Her lips parted to release a sigh, and after a few seconds, her shoulders slumped. “Fine.

Keep the damn memorial cards. And the viewing, though God knows why anyone wants to see him that way is beyond me.”

“I’ll do my best for him, Mrs. Johnson. You know that. And it helps people to say goodbye if they can see him one last time.”

Her second laugh was only slightly less bitter than the first. “Not me. I want to remember him the way he was before he got sick. Can you make him look that way, Grace? Put that sparkle back in his eyes? Make him smile at me the way he used to when he had a dirty joke to tell me?”

I shook my head. “No.”

“Of course you can’t,” Peggy said. “Because he’s dead.”

I reached out my hand, palm faceup, across the desk, and she took it.

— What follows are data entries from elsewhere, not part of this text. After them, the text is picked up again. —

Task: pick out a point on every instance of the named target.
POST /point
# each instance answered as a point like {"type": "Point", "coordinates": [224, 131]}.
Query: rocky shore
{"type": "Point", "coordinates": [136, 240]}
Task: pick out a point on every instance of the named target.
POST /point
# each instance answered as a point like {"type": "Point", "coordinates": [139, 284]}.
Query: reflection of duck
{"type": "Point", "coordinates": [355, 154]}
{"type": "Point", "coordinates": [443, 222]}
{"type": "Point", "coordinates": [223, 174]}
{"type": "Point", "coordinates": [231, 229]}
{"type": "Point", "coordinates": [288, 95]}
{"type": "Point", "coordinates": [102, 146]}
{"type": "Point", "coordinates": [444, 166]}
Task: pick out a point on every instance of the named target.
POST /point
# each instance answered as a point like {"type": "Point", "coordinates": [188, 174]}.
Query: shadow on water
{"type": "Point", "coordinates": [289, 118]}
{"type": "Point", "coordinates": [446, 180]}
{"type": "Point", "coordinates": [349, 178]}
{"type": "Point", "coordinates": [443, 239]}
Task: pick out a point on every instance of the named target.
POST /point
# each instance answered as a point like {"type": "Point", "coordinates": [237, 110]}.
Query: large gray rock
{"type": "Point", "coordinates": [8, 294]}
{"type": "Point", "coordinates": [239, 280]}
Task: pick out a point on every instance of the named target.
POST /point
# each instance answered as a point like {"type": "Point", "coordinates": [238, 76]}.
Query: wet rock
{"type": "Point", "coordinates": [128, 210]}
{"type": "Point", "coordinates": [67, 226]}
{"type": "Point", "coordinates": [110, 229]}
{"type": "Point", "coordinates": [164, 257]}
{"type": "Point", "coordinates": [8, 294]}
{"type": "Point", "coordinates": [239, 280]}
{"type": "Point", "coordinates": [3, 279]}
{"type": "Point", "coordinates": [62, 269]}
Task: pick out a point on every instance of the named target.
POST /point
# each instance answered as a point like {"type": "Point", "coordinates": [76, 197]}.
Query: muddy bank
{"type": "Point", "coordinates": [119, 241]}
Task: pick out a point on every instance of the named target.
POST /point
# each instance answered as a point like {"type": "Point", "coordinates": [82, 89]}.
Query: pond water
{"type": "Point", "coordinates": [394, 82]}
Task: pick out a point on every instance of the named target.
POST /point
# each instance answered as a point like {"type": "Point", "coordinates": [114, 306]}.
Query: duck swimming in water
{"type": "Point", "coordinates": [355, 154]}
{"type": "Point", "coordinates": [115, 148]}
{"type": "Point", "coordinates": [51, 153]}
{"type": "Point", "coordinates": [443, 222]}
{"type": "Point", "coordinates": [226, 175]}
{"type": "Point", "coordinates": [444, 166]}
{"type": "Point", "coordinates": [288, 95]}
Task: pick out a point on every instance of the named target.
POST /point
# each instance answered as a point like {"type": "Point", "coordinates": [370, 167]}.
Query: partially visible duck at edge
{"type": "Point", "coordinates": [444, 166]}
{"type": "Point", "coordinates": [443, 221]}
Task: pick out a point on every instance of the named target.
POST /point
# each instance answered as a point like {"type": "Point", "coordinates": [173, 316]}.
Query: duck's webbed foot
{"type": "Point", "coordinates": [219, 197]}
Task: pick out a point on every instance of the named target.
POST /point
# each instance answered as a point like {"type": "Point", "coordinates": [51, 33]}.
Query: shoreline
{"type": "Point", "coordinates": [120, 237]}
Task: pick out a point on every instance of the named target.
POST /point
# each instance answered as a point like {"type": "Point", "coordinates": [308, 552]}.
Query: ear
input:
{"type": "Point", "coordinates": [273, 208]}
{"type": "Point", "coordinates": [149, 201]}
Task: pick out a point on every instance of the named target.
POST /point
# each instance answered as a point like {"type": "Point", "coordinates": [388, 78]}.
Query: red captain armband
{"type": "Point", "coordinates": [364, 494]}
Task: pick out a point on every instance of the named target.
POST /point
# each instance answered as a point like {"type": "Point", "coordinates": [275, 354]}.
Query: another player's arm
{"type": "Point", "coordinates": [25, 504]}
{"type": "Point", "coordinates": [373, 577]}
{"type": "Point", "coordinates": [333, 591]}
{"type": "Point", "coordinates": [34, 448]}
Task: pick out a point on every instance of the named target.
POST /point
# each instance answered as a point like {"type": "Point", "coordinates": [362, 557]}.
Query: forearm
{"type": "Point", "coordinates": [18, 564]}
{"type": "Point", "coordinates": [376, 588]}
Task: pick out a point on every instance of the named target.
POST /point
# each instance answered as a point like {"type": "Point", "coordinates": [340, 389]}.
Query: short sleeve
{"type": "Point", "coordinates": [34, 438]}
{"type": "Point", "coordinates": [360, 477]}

She squeezed it so hard my knuckles cracked, but she still didn’t cry. “I’m sorry.”

She nodded and released my hand. The conversation turned to the time of the viewing and the graveside service, as well as who’d be riding in the lead car and where the flowers were to be sent afterward. Peggy stood at last, her eyes still dry but the stiffness taken away from her body.

“I’m going to go on a cruise,” she said from the doorway. “With the money. Ron always promised we’d go, but then he got sick and we couldn’t.”

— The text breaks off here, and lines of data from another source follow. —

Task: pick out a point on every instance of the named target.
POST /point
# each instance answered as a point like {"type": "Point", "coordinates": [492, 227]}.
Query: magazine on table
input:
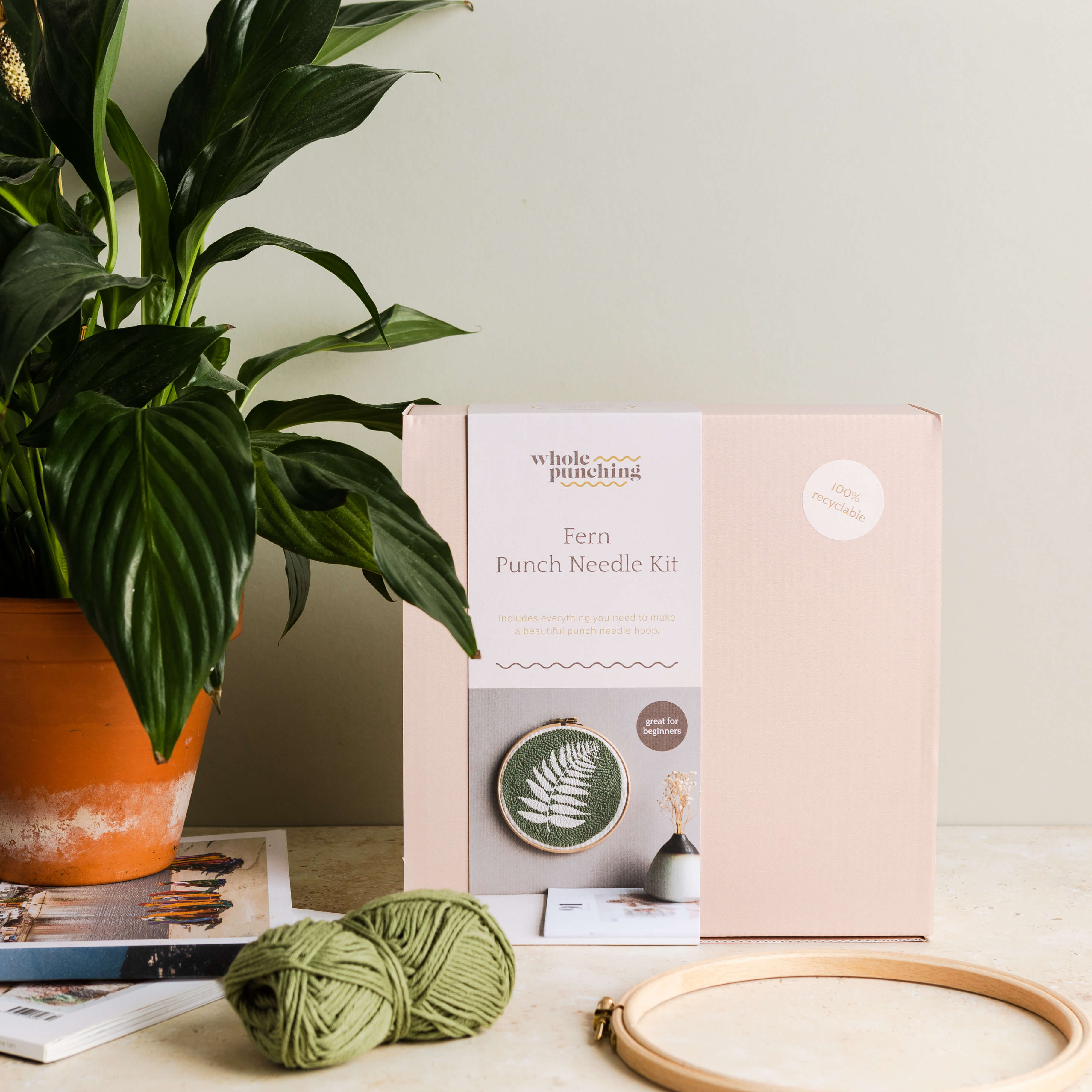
{"type": "Point", "coordinates": [188, 921]}
{"type": "Point", "coordinates": [49, 1021]}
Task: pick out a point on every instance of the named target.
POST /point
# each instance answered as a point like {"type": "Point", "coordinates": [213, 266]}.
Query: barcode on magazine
{"type": "Point", "coordinates": [21, 1011]}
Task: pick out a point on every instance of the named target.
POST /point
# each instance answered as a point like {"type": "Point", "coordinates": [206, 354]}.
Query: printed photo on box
{"type": "Point", "coordinates": [585, 578]}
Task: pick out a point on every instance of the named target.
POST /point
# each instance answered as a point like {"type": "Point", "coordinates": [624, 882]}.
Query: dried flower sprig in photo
{"type": "Point", "coordinates": [677, 800]}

“I think he’d understand,” I told her.

Peggy shrugged. “He doesn’t have to, does he?”

The click of my door shutting behind her sounded very loud.

I didn’t call Sam back right away. I wasn’t, in fact, sure I meant to call him back at all until I was curled up on my ugly sofa with my phone pressed to my ear and my photo album in my lap.

“Sam I am.”

When had his voice become so familiar? “I got your messages. All of them.”

“Your secretary’s good.”

“She’s my office manager,” I said. “And yes, she is.”

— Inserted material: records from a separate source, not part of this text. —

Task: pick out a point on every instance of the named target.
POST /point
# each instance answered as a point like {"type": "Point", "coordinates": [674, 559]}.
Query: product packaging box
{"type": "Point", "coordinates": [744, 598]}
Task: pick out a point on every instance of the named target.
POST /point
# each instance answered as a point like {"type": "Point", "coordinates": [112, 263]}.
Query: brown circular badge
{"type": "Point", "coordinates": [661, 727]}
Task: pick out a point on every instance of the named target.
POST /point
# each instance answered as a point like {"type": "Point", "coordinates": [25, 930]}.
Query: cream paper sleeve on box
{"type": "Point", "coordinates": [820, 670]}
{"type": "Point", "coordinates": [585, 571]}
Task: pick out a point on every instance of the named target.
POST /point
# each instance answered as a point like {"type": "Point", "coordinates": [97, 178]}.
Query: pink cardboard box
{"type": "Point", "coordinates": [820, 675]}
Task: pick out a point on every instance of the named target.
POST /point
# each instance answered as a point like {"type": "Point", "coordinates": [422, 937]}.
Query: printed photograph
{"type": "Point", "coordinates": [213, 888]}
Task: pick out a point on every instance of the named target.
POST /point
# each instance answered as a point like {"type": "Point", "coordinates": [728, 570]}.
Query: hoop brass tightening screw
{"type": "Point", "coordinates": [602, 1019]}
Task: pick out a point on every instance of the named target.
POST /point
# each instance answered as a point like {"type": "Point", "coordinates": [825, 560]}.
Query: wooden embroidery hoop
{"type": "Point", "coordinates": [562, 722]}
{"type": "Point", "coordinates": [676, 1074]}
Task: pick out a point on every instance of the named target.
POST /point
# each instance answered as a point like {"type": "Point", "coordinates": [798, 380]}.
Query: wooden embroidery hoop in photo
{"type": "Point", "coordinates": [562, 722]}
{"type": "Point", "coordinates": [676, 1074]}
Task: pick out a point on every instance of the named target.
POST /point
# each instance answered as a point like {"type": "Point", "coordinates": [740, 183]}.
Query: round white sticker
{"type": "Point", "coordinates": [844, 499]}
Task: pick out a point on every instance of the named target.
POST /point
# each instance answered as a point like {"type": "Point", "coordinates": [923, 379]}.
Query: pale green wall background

“Uh-oh.” Sam made a shuffling noise. “It’s a good thing I’m wearing a sweater, cuz I think you’re cutting me cold, darlin’.”

I didn’t say anything.

“Shit,” Sam said. “Grace, don’t be mad at me.”

“Why would I be mad at you?”

“Shit fritters,” Sam swore. “When girls ask that question, what they really mean to say is,

‘Why wouldn’t I be mad at you?’”

I refused to laugh with as much resolve as I’d made not to call him back, which is to say, not much. I did stifle it behind my hand, though. He must have heard me anyway.

“You want to know why I didn’t call you for two weeks?”

“I don’t, actually. I don’t care.”

“Oh, Grace,” Sam said. “Don’t break my heart.”

I thought of Jack’s face between my legs. I thought of coming from Jack’s tongue. I opened the album and touched a picture of Ben’s smile, and I thought of Peggy Johnson’s too-bright eyes and the slash of her wrong-shade lipstick.

“What do you want, Sam?”

A beat. “To talk to you.”

A pause. “About what?”

“Do I need a topic?”

“Why didn’t you call me for two weeks?” I flipped the pages of my album through pictures of the past.

“I had to go back home for a while. Settle some things.”

I laughed, but it wasn’t a nice sound. “Oh? Where’s home?”

“New York.”

“They don’t have phones in New York?” I sighed. “Forget it, Sam. Just forget it, okay?

This whole thing is just stupid.”

“Grace,” Sam said. “How could you miss me if I didn’t go away?”

I actually took the phone away from my ear and stared at it hard before putting it back to my ear. “You didn’t call me because you wanted me to miss you?”